Stagecoach Trails MCH, L.L.C. v. City of Benson – 5/31/2012

June 13, 2012

Arizona Court of Appeals Division Two Holds That (1) Pursuant To A.R.S. § 9-462.06(K), The Superior Court’s Jurisdiction To Review Decision By City’s Board of Adjustment Is Limited To Issues Considered By The Board of Adjustment, and (2) A.R.S. § 9-462.06(K) Is A Statutory Special Action And Does Not Permit The Court To Issue A Writ of Mandamus.

This case concerns the superior court’s jurisdiction pursuant to A.R.S. § 9-462.06(K), which permits a person to file a special action complaint in the superior court to review the decision of a city’s board of adjustment.  Review of the board’s decision is limited to determining whether the board “acted arbitrarily, capriciously or in an abuse of its discretion.” 

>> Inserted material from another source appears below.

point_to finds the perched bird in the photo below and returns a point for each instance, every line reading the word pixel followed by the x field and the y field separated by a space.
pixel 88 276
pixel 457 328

In this case, a city zoning administrator denied Stagecoach Trails MHC, a manufactured home park operator, a permit to install a new mobile home.  Stagecoach appealed the decision to the city’s board of adjustment, which denied the appeal, and then filed a special action in superior court seeking review of the board’s decision.  While the original special action was pending in superior court, the city’s zoning administrator (twice) reviewed and denied the permit, citing new grounds for the decision.  Rather than appeal these decisions to the board of adjustment, Stagecoach Trails filed supplemental special-action complaints.  The superior court allowed the supplemental complaints, determining that it had continuing jurisdiction over the dispute, and granted relief “in the nature of a writ of mandamus,” directing the zoning administrator to grant the permit application.

 The Court of Appeals vacated in part reversed in part and affirmed in part.  The Court agreed that the superior court had jurisdiction over the original special-action complaint, but held that the court did not have jurisdiction over the supplemental complaints.  The supplemental complaints concerned issues that were never properly considered by the board of adjustment and therefore could not be reviewed by the superior court pursuant to A.R.S. § 9-462.06(K).   “The board’s function simply cannot be usurped by the superior court.” 

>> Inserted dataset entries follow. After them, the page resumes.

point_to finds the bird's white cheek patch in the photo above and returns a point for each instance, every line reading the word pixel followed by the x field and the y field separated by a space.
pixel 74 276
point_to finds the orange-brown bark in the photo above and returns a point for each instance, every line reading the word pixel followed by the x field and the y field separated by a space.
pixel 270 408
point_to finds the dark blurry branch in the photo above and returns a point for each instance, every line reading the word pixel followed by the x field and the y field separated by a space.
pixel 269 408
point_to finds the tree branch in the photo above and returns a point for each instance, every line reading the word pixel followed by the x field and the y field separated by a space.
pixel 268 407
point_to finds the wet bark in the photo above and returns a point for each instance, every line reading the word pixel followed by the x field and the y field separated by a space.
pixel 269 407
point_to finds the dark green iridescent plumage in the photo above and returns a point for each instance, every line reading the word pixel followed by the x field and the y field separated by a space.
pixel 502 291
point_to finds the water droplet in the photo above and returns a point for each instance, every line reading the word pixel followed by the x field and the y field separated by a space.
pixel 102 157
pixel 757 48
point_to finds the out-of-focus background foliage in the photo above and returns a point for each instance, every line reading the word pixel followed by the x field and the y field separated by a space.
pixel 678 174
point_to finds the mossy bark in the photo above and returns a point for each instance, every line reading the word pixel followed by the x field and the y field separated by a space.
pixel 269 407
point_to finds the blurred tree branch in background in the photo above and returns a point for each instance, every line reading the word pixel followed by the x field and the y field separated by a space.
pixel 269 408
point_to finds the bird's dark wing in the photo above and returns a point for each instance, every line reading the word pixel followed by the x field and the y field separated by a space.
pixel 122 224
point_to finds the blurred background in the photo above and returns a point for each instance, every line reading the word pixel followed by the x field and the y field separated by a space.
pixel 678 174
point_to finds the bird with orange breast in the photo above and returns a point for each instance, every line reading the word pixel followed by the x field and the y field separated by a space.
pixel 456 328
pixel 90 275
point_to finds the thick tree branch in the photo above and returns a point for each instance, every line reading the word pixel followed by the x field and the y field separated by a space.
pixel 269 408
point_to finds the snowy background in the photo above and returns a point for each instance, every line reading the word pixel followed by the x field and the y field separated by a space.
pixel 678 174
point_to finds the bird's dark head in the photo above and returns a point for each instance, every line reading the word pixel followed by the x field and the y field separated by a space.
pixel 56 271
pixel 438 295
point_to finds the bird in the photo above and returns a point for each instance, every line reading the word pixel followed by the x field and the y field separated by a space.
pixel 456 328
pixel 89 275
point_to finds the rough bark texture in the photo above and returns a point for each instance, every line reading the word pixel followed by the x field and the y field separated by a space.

The Court of Appeals also held that the superior court erred in granting mandamus relief.  Section 9-462.06(K) is a statutory special action and nothing in the statute permits mandamus relief.  The superior court is only authorized to “affirm, reverse, or modify the board of adjustment’s decision.”  The Court further held that the trial court erred in awarding attorney fees pursuant to A.R.S. § 12-2030, which provides for attorney-fee awards in mandamus actions.  

Judge Espinosa authored the opinion; Judges Vásquez and Kelly concurred.